Moscow - Investigators searching the wreckage of the Russian train derailed by a bomb attack said on Sunday they feared the death toll could rise dramatically as they recover more body parts. The official death toll currently stands at 25, with 26 passengers unaccounted for from the total of 661 thought to be travelling on the high-speed Moscow to St Petersberg express on Friday night.
That would bring the death toll to over 50, Health Minister Tatyana Golikova told the Interfax news agency.
Of the 100 injured, six were foreigners, she added. They included Belgians and Italians who had been on board the Nevsky Express train when a bomb seemingly planted by the tracks was detonated.
However, rail travel between Moscow and St Petersburg resumed on Sunday. Passenger services on Russia's busiest rail link re-started during the morning, state-run national railways said on its website.
A right-wing nationalist group claimed responsibility for planting the bomb, but those behind the attack were believed to be Chechen rebels or criminals.
"We are indeed talking about a terrorist attack," a spokesman for the investigating committee, Vladimir Markin, told the Russian news agency Interfax.
The bomb contained the equivalent of 7 kilograms of TNT, investigations showed. A second explosion occurred during rescue operations on Saturday, but no one was injured.
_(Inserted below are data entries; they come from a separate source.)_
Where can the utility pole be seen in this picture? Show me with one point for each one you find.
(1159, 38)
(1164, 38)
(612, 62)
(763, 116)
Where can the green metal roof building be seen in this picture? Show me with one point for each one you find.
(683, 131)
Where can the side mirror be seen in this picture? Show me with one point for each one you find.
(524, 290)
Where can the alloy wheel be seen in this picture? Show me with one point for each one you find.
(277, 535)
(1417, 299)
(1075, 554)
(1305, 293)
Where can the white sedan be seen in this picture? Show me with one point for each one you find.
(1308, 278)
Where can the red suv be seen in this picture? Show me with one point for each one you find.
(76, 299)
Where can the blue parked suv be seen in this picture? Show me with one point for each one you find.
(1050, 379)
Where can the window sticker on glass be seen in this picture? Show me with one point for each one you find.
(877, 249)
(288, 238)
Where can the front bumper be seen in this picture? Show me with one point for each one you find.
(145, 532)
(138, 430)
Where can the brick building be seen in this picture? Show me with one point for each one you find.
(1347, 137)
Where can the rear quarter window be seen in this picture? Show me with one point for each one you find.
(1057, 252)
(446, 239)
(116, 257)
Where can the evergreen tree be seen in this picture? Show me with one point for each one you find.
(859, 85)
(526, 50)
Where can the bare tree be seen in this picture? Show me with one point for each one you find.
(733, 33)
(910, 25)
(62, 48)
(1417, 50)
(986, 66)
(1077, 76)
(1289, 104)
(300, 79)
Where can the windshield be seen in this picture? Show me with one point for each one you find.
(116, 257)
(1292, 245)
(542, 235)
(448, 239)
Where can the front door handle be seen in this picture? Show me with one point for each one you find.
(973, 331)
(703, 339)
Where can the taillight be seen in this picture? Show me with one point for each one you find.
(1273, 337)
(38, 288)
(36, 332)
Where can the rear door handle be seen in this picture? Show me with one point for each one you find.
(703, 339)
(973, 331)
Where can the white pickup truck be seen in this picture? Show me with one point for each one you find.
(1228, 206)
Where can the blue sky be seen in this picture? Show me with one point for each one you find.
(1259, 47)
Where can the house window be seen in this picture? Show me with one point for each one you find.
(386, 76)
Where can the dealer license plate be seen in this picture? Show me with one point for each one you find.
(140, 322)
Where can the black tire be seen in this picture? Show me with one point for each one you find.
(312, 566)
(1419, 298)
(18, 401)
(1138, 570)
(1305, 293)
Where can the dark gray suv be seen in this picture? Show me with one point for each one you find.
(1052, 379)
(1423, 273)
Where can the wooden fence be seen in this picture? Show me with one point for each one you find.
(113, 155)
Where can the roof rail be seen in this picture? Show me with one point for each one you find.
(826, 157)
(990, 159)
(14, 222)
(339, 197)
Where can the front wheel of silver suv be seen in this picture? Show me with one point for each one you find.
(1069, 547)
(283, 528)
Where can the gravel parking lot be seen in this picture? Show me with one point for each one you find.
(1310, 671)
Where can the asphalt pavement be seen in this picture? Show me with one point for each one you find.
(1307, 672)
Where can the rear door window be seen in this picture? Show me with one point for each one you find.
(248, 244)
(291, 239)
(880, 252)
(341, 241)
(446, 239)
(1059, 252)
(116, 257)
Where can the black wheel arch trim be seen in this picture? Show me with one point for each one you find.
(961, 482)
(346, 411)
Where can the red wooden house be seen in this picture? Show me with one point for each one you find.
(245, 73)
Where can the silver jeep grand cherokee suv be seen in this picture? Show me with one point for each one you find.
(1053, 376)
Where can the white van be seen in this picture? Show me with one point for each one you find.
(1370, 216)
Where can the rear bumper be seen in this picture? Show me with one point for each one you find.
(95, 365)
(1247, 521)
Reports cited passengers as saying how they had heard a loud bang just before the derailment as the train was speeding along at 200 kilometres per hour.
In the aftermath, survivors criticised the rescue operations. They said they had to wait for more than an hour until doctors arrived and they were given little information about the situation.
The Nevsky Express is popular with businessmen and tourists. It was the target of an attack in August 2007 when 60 people were injured.
Two Chechens were arrested for that attack, which was carried out with the help of a disgruntled former Russian soldier.
Extremists from conflict regions in the northern Caucasus have been blamed for a string of attacks on civilian targets in Russia.